Pourquoi un fournisseur réclame sa propre régulation
Parce que la règle qui arrive de toute façon vaut mieux écrite par soi que subie. Un acteur dominant qui appelle à la régulation ne demande pas qu'on le freine, il demande qu'on fixe le niveau du seuil au bon endroit. Cette mécanique est documentée depuis longtemps en économie publique sous le nom de capture réglementaire, théorisée par George Stigler en 1971, laquelle n'exige aucune malveillance pour fonctionner.
Trois avantages qu'obtient celui qui écrit la règle en premier
- Il fixe le seuil. Un cadre qui ne s'applique qu'aux laboratoires disposant de ressources considérables devient un coût fixe. Les acteurs installés l'absorbent, les entrants beaucoup moins.
- Il choisit le niveau. Un cadre national unique remplace une mosaïque de règles locales. La simplification est réelle pour l'industrie, la perte de diversité normative l'est aussi.

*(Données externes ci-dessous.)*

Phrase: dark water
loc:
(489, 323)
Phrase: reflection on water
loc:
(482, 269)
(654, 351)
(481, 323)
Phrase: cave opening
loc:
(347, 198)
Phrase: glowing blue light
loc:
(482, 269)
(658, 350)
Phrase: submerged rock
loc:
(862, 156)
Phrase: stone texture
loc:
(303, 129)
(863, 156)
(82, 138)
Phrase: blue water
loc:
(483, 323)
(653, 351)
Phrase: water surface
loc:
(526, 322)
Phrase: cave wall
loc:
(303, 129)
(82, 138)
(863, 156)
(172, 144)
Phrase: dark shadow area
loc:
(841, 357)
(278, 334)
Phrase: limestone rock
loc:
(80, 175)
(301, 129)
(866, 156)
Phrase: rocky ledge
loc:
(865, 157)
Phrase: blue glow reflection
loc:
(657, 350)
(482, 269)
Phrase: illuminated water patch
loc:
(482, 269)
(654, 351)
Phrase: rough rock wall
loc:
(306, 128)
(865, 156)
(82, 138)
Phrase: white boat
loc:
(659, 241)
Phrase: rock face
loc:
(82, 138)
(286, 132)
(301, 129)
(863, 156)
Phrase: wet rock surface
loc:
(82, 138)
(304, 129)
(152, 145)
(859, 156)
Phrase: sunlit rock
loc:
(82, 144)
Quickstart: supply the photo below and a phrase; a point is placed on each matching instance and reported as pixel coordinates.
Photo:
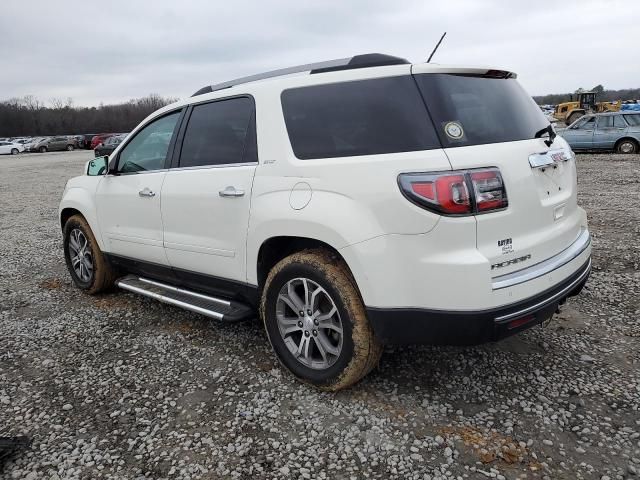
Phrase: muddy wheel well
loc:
(275, 249)
(631, 139)
(66, 214)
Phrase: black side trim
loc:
(198, 282)
(441, 327)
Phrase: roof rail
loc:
(358, 61)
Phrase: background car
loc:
(11, 148)
(52, 144)
(85, 140)
(100, 138)
(619, 131)
(109, 145)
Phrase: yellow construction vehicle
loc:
(585, 102)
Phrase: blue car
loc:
(619, 131)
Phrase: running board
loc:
(218, 308)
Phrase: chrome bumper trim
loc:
(557, 296)
(514, 278)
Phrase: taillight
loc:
(456, 193)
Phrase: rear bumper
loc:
(440, 327)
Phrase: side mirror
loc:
(98, 166)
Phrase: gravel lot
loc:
(117, 386)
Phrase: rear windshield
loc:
(472, 110)
(364, 117)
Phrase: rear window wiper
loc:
(552, 134)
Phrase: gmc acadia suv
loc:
(349, 204)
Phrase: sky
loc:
(110, 51)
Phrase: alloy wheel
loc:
(80, 255)
(627, 147)
(309, 323)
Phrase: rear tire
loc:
(86, 263)
(626, 146)
(334, 347)
(573, 117)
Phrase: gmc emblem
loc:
(513, 261)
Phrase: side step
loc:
(218, 308)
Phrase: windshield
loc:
(475, 110)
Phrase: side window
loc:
(148, 149)
(605, 122)
(618, 122)
(220, 133)
(365, 117)
(633, 120)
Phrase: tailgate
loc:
(542, 218)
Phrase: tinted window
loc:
(148, 149)
(217, 132)
(365, 117)
(605, 122)
(474, 110)
(618, 122)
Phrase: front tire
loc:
(626, 146)
(86, 263)
(316, 321)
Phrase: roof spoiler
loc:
(359, 61)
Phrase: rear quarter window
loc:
(633, 120)
(486, 110)
(364, 117)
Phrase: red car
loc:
(100, 138)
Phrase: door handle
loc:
(231, 192)
(145, 192)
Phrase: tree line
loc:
(28, 116)
(603, 95)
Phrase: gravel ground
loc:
(118, 386)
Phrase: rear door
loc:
(609, 128)
(496, 124)
(206, 195)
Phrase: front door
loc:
(206, 196)
(128, 198)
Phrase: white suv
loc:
(352, 203)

- Il fixe le tempo. Déclarer que la fenêtre se referme crée une urgence qui favorise celui qui a déjà son texte prêt, en raccourcissant le temps de délibération des autres.

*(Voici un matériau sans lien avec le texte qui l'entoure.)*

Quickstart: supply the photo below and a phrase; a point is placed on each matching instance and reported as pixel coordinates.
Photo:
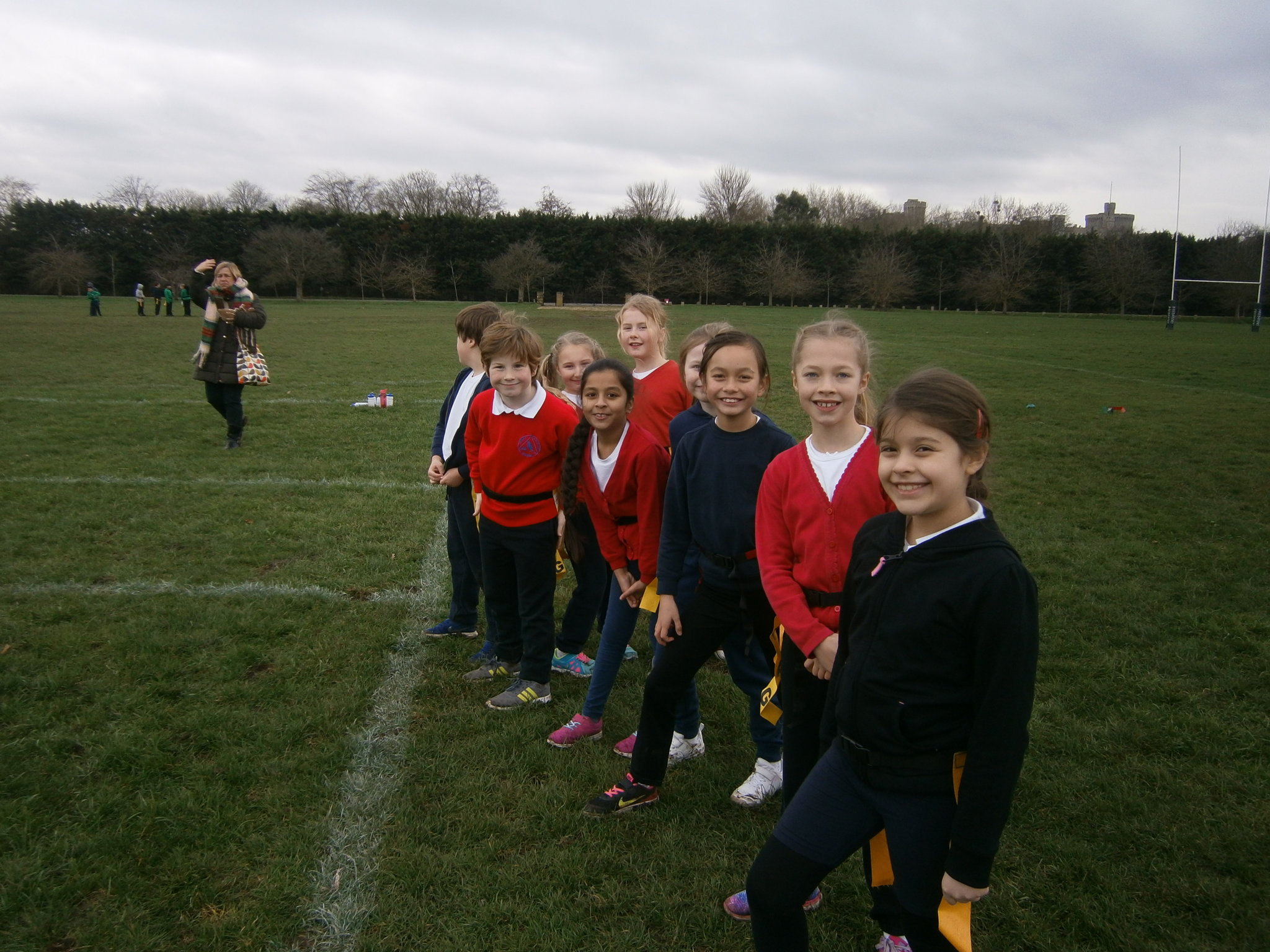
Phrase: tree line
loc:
(1001, 258)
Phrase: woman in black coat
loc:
(216, 359)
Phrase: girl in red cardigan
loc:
(812, 501)
(659, 392)
(620, 470)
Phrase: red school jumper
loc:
(628, 513)
(804, 540)
(517, 456)
(659, 398)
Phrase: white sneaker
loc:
(762, 783)
(685, 749)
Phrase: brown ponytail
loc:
(951, 404)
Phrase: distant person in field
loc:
(229, 310)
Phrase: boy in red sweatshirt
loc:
(517, 437)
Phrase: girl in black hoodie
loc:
(926, 723)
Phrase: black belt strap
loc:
(531, 498)
(822, 599)
(863, 757)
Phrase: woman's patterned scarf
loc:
(235, 298)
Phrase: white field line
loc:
(239, 589)
(210, 482)
(1109, 375)
(343, 895)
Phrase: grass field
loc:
(220, 728)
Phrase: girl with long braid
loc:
(620, 470)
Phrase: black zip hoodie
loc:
(940, 656)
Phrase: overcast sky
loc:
(934, 99)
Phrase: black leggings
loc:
(228, 400)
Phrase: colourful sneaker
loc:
(686, 748)
(521, 694)
(893, 943)
(737, 906)
(625, 795)
(494, 669)
(578, 729)
(447, 627)
(578, 666)
(762, 783)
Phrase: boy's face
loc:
(512, 377)
(469, 352)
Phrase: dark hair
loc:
(575, 454)
(471, 322)
(734, 338)
(950, 404)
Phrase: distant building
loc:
(1109, 221)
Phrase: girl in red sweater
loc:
(659, 392)
(812, 501)
(620, 470)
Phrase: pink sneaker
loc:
(579, 728)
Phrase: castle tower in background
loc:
(1109, 221)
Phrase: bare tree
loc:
(288, 254)
(654, 201)
(1118, 267)
(728, 197)
(648, 263)
(414, 273)
(14, 191)
(414, 193)
(701, 275)
(520, 267)
(339, 192)
(1005, 272)
(553, 205)
(246, 196)
(376, 266)
(473, 196)
(843, 208)
(54, 268)
(130, 192)
(884, 275)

Rien de tout cela ne rend la démarche illégitime. Les propositions portées par les laboratoires sur les évaluations de capacités, la remontée d'incidents et la cybersécurité sont sérieuses sur le fond. Elles méritent d'être discutées pour ce qu'elles valent, sans procès d'intention et sans naïveté non plus.
Celui qui vend la technologie et qui rédige sa régulation occupe les deux sièges de la table. Ce n'est pas une accusation, c'est une donnée de départ pour lire ce qu'il écrit.
Quel périmètre cette demande dessine-t-elle ?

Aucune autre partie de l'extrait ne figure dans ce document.